El Khalfi also pointed out that the security landing that accompanied the march was intended to keep order throughout the demonstration so as not to fall into any skirmishes, while highlighting that “there was a campaign on social networking sites claiming the militarization of the city, while these images that have been circulating are incorrect. “
The march continued in a peaceful atmosphere and the youth who led the movement formed human chains to protect public property, which confirms that they had no problem with the presence of policemen in city.
El Khalfi also stressed that there is no option to address the demands raised by the Rif movement except through dialogue and listening, as well as speeding up the completion of the development projects launched in the region.
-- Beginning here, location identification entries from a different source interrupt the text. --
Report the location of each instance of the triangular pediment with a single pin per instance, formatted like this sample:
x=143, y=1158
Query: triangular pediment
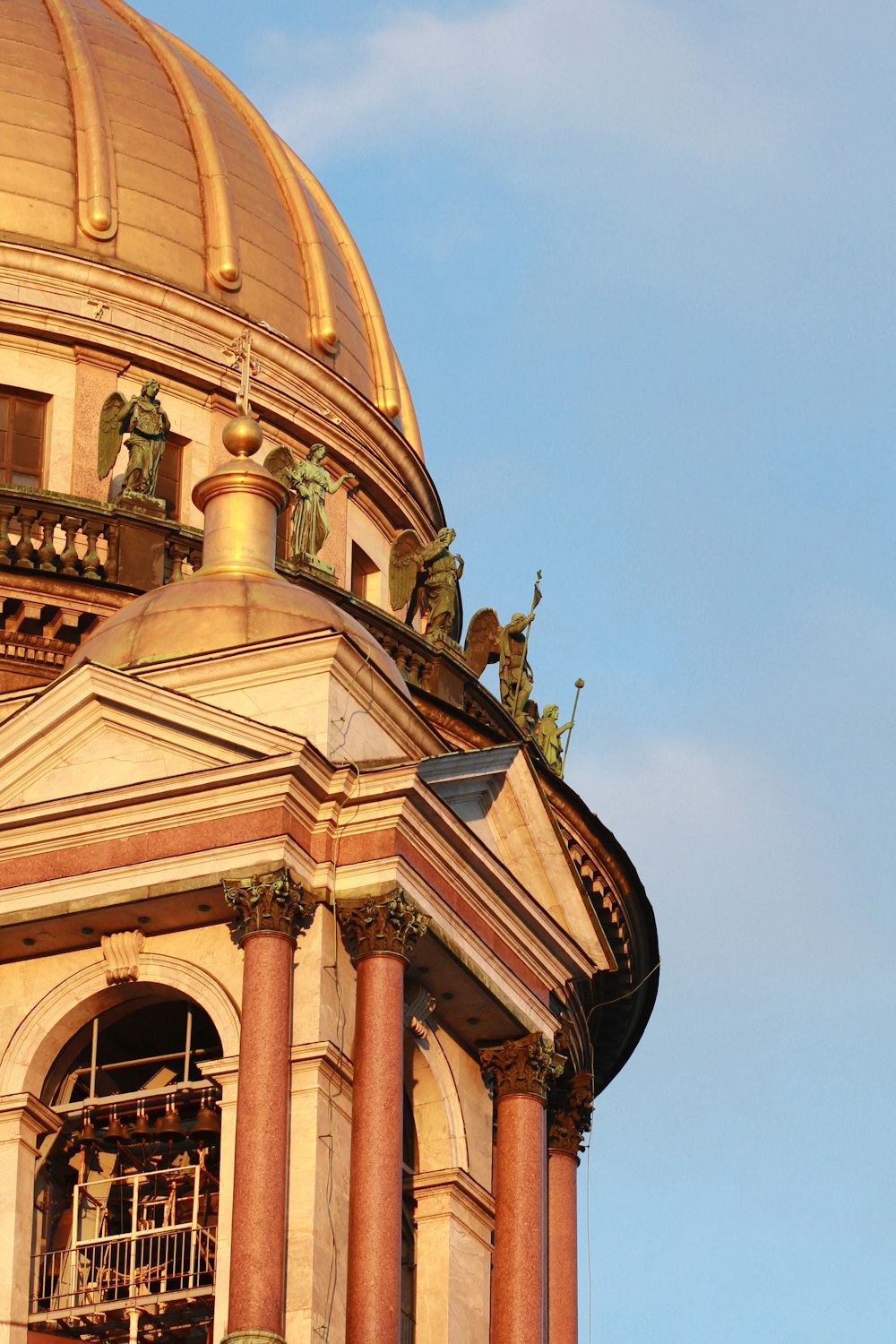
x=495, y=792
x=97, y=728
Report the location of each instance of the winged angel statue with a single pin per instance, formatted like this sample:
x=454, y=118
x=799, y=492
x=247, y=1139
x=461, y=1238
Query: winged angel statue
x=426, y=578
x=147, y=425
x=309, y=484
x=489, y=642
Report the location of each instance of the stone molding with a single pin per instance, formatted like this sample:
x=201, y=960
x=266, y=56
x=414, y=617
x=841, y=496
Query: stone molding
x=268, y=902
x=522, y=1067
x=382, y=926
x=570, y=1113
x=121, y=952
x=29, y=1112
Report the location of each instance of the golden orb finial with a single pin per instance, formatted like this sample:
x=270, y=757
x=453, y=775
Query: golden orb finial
x=242, y=435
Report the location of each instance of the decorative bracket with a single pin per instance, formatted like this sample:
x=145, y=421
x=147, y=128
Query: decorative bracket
x=123, y=956
x=418, y=1007
x=570, y=1113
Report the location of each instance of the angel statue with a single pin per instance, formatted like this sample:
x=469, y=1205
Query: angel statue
x=489, y=642
x=145, y=424
x=425, y=578
x=311, y=484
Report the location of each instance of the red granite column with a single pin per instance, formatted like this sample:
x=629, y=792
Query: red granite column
x=521, y=1072
x=269, y=911
x=568, y=1118
x=379, y=935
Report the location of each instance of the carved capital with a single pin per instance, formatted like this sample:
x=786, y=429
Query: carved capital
x=570, y=1113
x=389, y=924
x=525, y=1066
x=121, y=952
x=268, y=902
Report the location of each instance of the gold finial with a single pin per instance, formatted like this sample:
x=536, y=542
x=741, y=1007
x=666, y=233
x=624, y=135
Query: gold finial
x=242, y=435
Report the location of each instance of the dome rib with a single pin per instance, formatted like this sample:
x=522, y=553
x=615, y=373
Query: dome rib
x=222, y=239
x=320, y=292
x=389, y=397
x=94, y=159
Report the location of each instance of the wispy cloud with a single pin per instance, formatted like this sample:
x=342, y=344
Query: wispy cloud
x=528, y=72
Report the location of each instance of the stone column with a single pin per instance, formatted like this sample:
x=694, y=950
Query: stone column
x=568, y=1120
x=521, y=1072
x=379, y=935
x=226, y=1074
x=269, y=913
x=22, y=1120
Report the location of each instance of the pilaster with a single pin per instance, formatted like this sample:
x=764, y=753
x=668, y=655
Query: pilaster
x=23, y=1117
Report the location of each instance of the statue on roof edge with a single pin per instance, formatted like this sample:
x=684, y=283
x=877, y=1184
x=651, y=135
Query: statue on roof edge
x=147, y=425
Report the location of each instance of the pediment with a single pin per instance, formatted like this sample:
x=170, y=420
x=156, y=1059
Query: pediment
x=495, y=792
x=96, y=728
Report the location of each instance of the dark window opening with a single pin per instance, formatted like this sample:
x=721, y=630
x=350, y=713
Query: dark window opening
x=22, y=430
x=366, y=575
x=169, y=472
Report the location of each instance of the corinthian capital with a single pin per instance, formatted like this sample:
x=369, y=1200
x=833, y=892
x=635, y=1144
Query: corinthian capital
x=389, y=924
x=525, y=1066
x=570, y=1113
x=268, y=902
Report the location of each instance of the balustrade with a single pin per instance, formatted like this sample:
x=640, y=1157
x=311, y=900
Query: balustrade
x=56, y=540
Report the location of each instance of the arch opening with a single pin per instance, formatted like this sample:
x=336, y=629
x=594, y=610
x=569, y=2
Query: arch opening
x=126, y=1190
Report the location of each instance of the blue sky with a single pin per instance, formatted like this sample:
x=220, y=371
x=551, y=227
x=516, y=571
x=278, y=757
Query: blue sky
x=638, y=261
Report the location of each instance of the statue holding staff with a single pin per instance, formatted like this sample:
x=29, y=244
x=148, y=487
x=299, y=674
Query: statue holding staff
x=309, y=483
x=426, y=578
x=489, y=642
x=147, y=425
x=547, y=734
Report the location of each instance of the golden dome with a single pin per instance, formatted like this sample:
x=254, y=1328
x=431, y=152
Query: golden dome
x=125, y=145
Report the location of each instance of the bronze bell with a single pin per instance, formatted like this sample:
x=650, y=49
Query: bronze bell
x=142, y=1129
x=168, y=1125
x=207, y=1124
x=116, y=1132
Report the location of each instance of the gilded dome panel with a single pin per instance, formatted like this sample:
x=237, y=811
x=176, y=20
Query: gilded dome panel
x=136, y=151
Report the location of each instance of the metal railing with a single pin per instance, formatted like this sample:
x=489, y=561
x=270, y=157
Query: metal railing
x=163, y=1250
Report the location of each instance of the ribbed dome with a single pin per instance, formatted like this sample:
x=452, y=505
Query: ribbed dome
x=121, y=142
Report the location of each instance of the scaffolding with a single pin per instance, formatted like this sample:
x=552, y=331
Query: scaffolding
x=139, y=1242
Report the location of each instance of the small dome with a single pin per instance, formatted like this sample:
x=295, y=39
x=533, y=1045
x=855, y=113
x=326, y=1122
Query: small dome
x=237, y=597
x=207, y=613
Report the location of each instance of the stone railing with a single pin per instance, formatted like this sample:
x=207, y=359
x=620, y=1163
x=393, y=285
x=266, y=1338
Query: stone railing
x=72, y=542
x=58, y=538
x=85, y=539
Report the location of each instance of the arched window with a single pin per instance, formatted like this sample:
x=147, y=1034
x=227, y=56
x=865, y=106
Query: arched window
x=126, y=1190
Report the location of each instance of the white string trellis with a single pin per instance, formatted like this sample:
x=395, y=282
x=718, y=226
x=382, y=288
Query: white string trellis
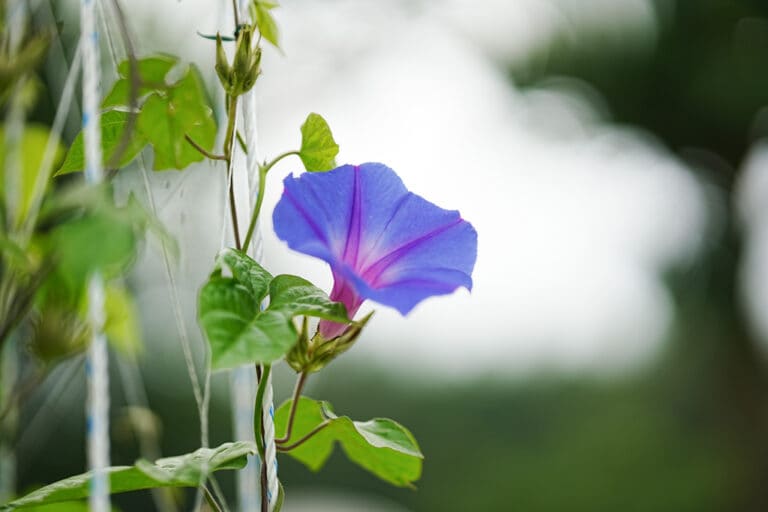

The government spokesman didn’t fail to point out that the Al Hoceima demonstrations, since their emergence after the death of Mohsin Fikri last October, has seen more than 700 peaceful protests, during which no violence was recorded except for isolated incidents that were rejected by the leaders of the movement.
The minister also revealed that the government has adopted during its last council a decision by a number of ministers to conduct field visits to review the course of development of works on a number of projects.
El Khalfi said that many projects are nearing completion, such as the Taza-Al Hoceima highway, which has is now 75% complete, and which has cost about MAD 4 billion to dismantle the isolation of a large number of rural centers in the region.
“Several projects have been launched to rehabilitate infrastructure in the areas of health and education at a cost of more than MAD 500 million, as well as the development of a dam near the Ghaith valley and another desalination project,” El Khalfi said.